Local Currency in Ghana

Dollars? Rupees? Yuan? Baht? Riyals? Euros? Pounds?

The local currency in Ghana is called “cedis”. The sub-currency is called pesewas. To check out the current exchange rate visit: www.xe.com.


Accessing your money abroad:

We recommend using your bank card (ATM/debit card) attached to your U.S. bank account. Using ATM cards enables you to access your own personal bank account from any ATM machine around the world. The primary advantages of getting money from an ATM are 24-hour access and preferential exchange rates.

In Ghana students should take their ATM cards and at least one credit card with them for emergencies. Credit cards are not in high use, but hotels and airlines will accept them. ATM cards can be used at numerous ATM machines throughout the city. Students can also use traveler’s checks, but the best option and best exchange rate is to use the local ATMs. Traveler’s checks are okay, but do not offer the best rate of exchange and can be tedious to exchange. Students are encouraged to take out $300-400 from the ATM at a time and only carry what is needed on a daily basis. The rest should be put in a secure location in their room. Students can change money at the airport near the baggage claim before leaving the airport. The airport now has an ATM machine too.

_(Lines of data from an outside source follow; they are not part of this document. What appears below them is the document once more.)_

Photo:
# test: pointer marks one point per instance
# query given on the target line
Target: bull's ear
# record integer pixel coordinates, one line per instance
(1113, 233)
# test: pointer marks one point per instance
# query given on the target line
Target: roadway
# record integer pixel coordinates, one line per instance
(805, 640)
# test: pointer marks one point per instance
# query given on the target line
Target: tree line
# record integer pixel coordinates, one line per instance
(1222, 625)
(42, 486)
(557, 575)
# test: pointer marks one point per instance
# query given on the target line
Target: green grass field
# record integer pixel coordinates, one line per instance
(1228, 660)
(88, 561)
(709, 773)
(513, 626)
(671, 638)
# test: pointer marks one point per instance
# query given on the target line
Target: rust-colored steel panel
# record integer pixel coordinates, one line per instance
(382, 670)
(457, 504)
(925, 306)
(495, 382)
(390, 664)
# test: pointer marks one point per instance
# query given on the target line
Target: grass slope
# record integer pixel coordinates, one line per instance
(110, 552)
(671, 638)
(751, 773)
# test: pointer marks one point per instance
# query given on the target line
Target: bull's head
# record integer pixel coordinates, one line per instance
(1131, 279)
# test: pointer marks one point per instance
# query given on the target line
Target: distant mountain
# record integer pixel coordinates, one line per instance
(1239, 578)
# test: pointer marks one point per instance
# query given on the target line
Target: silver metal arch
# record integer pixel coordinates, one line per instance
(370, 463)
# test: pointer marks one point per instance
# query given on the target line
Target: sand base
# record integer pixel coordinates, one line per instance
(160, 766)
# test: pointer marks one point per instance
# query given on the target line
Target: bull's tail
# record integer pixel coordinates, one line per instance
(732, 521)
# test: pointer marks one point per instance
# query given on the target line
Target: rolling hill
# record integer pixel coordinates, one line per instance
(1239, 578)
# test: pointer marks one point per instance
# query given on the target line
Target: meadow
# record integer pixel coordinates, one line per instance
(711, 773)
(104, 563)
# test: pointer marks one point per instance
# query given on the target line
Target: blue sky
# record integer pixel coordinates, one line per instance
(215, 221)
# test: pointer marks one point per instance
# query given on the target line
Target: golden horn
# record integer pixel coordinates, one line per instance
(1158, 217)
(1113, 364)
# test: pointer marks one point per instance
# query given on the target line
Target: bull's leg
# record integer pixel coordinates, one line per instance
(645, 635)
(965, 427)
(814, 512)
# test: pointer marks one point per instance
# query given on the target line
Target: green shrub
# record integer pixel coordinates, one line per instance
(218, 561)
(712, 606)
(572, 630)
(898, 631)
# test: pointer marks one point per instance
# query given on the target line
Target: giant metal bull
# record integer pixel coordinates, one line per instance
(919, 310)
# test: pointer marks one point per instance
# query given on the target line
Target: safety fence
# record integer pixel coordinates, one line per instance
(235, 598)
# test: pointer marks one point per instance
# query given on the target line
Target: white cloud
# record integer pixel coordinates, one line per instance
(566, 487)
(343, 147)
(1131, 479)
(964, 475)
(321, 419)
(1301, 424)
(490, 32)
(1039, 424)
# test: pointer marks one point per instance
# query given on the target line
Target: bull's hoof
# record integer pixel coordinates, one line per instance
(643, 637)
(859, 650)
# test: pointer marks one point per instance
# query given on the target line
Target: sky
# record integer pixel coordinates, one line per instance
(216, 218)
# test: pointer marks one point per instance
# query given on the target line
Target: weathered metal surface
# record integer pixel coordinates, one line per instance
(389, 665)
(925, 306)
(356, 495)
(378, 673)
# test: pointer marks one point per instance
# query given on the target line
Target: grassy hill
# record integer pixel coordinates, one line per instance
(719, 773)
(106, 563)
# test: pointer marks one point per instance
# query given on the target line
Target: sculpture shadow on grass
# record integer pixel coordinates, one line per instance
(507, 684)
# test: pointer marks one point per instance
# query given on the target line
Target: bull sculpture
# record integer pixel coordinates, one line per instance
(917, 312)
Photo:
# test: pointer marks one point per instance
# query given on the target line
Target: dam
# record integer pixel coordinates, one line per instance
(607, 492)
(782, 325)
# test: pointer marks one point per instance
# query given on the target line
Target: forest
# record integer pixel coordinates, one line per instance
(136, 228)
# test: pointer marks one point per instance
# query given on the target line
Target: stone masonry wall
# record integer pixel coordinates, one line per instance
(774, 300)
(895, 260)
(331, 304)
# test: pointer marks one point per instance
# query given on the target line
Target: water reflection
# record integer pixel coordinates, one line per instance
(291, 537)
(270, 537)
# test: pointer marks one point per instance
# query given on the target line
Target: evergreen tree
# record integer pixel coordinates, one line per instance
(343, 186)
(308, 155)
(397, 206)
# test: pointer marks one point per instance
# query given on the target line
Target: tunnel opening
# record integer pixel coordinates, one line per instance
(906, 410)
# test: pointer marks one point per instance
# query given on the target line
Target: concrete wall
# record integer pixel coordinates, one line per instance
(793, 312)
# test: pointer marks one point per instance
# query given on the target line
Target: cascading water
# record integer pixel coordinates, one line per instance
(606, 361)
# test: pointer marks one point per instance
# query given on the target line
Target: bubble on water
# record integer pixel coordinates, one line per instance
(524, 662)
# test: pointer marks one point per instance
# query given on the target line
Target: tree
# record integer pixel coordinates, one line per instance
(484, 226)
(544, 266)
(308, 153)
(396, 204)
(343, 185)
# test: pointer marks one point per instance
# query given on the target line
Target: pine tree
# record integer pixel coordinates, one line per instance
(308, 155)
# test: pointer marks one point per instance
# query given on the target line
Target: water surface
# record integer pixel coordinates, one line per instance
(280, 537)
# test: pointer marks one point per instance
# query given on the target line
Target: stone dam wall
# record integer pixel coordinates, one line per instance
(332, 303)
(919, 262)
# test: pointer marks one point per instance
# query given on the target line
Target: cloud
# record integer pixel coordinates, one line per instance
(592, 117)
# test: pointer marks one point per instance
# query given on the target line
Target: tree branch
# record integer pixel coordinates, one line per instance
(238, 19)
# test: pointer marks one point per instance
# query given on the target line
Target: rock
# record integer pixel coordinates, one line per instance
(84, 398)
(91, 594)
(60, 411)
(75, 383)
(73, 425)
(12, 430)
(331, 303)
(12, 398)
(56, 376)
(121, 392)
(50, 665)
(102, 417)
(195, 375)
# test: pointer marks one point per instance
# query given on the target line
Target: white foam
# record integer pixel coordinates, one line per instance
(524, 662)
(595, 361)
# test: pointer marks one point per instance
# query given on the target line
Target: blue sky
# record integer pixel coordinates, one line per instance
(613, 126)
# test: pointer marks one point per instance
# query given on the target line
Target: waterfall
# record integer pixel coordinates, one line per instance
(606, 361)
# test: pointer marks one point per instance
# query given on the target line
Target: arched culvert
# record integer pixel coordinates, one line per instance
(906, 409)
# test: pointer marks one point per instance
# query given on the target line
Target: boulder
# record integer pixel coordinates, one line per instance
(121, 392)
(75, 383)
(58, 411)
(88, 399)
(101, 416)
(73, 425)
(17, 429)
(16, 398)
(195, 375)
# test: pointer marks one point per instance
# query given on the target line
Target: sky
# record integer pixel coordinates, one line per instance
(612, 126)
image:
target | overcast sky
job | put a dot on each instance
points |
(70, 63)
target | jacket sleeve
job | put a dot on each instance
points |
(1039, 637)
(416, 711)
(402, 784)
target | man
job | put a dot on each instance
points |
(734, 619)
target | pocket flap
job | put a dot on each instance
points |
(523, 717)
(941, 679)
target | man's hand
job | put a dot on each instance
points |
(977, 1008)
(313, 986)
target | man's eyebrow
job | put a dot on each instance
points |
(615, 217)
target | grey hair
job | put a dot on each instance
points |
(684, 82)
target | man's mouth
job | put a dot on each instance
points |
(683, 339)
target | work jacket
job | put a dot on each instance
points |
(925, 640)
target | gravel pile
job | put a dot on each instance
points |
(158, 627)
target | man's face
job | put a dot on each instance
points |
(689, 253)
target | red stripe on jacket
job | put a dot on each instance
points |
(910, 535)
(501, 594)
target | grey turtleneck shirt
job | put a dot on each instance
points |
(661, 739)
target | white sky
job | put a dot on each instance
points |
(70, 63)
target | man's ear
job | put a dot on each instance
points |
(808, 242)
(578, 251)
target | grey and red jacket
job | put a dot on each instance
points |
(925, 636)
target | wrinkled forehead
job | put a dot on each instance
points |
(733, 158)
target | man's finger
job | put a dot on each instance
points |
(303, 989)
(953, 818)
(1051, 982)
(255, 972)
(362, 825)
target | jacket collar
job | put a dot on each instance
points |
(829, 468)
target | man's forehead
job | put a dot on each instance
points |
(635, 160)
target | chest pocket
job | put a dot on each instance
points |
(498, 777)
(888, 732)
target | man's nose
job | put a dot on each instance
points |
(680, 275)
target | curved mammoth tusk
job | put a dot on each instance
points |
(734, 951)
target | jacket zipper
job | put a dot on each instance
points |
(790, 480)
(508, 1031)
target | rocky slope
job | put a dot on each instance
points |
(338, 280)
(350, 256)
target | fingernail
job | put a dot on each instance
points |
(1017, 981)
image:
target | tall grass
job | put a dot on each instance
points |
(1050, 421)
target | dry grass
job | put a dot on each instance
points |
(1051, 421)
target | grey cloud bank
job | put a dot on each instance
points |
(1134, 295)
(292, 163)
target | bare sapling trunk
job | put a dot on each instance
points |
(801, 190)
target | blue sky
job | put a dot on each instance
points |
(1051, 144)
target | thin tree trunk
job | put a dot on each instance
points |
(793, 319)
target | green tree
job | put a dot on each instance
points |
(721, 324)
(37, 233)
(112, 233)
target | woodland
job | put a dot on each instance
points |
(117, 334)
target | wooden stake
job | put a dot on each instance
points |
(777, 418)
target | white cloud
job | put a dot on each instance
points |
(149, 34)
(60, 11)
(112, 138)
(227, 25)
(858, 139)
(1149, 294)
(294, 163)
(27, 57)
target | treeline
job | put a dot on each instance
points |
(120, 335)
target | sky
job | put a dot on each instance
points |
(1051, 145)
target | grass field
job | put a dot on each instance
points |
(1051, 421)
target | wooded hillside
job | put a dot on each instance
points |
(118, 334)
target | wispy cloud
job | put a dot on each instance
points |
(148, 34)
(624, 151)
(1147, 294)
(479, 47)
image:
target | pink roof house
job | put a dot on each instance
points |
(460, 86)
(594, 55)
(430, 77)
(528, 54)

Check with your bank to make sure you can use your card overseas, and to inform them that you will be living abroad. Give them your dates, and all the countries you anticipate traveling to. It is not uncommon to be cut off from your bank account after using your card abroad, even after giving them forewarning. If this happens, don’t panic! Banks do this to protect their clients, and we should be grateful! If this happens to you, you just need to contact your bank to ensure them that you are in possession of your card and that you need to have access to your account while you are abroad. If you have a shared account with a family member and their name is also on the account, sometimes it’s helpful to get word to them to call the bank for you, considering the time difference between countries.

In order to withdraw cash from an ATM using a debit or credit card, you must have a 4-digit pin. While you’re most likely very familiar with your debit PIN, you might not know a PIN for your credit card. Be sure to ask before you travel, banks will not release this information over the phone, via text, through an email, or in any other way than to mail your PIN to the mailing address associated with your account.

Many ATMs in Europe only accept debit/credit cards that have the Cirrus, Plus, Visa, MasterCard, or American Express symbol on the back of the card.  It is a good idea to have both options available – an ATM card and a credit card – just in case of an emergency. When you use your bank card, the ATM machine will automatically convert the money into the local currency for you. Please ask your bank about their fees associated with international transactions, they may charge you anywhere from $5.00 to $7.00 per transaction, and that adds up!